What is the net result?
Despite these surplus measures, short-term disruption and external carriage in a 12-month budget cycle are not unexpected, with enduring social and economic consequences.
In a people-centred economy, the budget is built on and for people’s growth and development, in areas such as housing, healthcare, infrastructure development, education, reducing the cost of living, strengthening the middle class and social protection. The foundation to achieving this is not primarily on sequential numbers and expenditure trade-offs.
In simple terms: the numbers tell the story that the government of Saint Lucia spent below the proposed and projected revenue and drew down less loan financing (88.8m of 257m)!
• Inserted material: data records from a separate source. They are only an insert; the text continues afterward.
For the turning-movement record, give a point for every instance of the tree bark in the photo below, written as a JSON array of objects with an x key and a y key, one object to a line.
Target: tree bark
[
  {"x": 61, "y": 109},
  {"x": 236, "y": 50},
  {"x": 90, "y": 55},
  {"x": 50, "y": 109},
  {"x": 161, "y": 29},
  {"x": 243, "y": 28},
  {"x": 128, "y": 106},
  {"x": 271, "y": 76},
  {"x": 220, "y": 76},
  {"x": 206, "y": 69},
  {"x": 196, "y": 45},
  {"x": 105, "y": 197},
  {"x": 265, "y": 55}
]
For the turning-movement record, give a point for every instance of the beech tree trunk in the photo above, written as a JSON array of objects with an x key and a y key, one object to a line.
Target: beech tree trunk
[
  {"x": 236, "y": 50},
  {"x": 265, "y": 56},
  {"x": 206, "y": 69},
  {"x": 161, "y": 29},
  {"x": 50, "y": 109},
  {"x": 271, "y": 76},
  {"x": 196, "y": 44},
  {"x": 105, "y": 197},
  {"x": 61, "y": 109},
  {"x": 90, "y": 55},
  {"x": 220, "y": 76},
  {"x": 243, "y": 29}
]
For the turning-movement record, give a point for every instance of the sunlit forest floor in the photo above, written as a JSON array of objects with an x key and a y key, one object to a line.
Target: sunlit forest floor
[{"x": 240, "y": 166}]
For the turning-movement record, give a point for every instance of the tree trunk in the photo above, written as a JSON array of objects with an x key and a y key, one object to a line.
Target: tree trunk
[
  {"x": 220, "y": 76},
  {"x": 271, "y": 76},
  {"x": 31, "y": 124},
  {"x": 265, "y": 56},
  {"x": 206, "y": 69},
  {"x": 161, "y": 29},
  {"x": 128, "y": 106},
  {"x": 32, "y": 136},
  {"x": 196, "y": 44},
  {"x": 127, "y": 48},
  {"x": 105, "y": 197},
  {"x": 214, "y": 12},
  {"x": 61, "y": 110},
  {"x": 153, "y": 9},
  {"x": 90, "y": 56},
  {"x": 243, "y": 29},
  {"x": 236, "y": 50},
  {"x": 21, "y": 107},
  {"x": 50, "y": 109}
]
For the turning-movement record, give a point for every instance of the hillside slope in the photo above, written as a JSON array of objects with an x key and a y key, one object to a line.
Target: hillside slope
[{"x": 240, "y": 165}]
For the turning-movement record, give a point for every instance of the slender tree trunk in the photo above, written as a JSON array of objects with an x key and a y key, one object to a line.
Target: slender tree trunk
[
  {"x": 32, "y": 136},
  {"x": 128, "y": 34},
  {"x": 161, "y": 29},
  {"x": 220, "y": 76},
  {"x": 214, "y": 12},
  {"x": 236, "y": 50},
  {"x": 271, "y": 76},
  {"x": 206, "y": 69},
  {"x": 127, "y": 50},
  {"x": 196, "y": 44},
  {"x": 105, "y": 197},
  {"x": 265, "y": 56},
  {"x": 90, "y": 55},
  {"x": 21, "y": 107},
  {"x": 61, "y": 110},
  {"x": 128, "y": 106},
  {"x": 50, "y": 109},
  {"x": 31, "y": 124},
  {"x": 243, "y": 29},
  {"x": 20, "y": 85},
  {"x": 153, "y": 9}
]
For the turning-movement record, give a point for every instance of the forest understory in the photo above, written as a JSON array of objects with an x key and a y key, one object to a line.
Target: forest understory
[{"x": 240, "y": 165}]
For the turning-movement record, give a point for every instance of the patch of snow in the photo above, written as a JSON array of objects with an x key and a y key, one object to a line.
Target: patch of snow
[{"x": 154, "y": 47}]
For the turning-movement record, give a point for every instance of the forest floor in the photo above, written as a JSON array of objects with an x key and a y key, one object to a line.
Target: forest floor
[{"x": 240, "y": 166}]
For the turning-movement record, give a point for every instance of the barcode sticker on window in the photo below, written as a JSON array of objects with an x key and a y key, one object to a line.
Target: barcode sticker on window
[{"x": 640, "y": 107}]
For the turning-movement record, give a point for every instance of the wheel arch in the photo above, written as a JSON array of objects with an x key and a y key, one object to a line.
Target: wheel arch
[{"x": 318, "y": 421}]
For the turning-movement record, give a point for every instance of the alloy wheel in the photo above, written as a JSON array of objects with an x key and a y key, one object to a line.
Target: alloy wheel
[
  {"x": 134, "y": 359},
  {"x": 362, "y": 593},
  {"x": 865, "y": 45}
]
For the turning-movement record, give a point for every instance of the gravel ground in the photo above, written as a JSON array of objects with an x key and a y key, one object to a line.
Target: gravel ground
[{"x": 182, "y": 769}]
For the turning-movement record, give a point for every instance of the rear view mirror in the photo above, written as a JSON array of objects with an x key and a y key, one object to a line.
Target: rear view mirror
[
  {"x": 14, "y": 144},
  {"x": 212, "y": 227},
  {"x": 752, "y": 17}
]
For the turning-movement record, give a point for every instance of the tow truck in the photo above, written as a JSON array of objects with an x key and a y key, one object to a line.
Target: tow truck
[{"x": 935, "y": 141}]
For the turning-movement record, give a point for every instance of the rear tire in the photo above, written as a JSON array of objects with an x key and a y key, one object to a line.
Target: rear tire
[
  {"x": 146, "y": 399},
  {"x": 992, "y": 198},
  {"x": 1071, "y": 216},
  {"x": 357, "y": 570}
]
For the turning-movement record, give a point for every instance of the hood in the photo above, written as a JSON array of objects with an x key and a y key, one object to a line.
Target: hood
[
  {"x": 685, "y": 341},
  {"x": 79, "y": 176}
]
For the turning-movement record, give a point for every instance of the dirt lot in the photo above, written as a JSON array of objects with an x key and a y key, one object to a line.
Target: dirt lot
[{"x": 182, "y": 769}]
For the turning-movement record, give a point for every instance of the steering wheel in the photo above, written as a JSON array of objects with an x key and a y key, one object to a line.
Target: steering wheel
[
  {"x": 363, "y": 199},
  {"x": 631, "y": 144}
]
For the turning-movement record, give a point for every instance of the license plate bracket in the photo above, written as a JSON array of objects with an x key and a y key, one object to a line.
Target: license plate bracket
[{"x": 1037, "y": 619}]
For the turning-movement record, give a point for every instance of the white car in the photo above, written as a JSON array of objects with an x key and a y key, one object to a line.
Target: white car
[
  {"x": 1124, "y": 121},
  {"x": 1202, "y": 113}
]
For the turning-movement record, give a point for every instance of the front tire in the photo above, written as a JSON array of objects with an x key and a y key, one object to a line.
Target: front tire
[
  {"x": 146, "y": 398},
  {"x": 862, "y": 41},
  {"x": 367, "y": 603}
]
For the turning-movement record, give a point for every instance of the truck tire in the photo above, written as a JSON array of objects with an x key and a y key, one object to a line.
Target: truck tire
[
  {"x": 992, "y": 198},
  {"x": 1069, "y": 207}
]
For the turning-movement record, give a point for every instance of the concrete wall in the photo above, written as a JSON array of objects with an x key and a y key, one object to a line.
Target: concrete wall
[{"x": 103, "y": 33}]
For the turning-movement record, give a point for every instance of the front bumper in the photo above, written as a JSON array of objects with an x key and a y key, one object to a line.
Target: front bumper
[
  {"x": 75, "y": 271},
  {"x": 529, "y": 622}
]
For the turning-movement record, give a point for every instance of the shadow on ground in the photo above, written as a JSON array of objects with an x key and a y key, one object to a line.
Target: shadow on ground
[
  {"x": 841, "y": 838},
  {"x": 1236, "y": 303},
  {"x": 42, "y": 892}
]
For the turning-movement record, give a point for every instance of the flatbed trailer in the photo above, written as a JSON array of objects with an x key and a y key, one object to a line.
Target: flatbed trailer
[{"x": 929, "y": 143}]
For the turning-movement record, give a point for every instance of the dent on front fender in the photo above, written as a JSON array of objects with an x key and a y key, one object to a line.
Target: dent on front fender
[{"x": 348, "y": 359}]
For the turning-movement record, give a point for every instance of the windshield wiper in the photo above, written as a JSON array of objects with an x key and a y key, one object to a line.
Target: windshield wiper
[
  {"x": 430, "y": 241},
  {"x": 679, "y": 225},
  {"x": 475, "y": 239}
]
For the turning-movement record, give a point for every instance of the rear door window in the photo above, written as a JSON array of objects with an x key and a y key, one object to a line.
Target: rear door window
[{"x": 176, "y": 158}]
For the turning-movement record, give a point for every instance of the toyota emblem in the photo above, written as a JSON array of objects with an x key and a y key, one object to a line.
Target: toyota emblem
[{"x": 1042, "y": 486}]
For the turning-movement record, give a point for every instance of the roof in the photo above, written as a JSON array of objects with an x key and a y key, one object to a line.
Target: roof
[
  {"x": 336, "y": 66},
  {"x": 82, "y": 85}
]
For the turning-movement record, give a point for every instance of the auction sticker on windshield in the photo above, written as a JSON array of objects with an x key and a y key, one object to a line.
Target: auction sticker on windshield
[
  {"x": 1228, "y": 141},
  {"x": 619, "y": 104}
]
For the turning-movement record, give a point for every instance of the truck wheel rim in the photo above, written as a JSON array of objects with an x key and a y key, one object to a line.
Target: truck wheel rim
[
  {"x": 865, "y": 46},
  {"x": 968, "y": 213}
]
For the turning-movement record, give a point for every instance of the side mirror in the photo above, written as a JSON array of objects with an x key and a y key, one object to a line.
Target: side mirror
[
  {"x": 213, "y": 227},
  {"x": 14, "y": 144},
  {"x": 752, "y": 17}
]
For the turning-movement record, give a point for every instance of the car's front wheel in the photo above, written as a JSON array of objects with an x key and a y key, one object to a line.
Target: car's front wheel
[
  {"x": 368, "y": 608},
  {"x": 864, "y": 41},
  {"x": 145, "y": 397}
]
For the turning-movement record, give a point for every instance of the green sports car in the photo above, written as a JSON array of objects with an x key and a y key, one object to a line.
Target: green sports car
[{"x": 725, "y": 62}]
The net benefactor is a projected reduced fiscal deficit (143.8m)!
These are mathematical equations that speak to revenue and expenditure (line item bookkeeping). It does not relate to and/or solve debt carrying capacity. It does not address serious underfunding in health and security, capital expenditures and debt financing, to capture a few major expenditure sections.
- If these departments are resourced and funded appropriately, the surplus equation is immaterial!
The assertiveness to “surplus” amid serious underfunding of public services and development challenges, undercuts and undermines the true expenditure and revenue requirements, leaving unresolved the full potential of the Saint Lucian economy.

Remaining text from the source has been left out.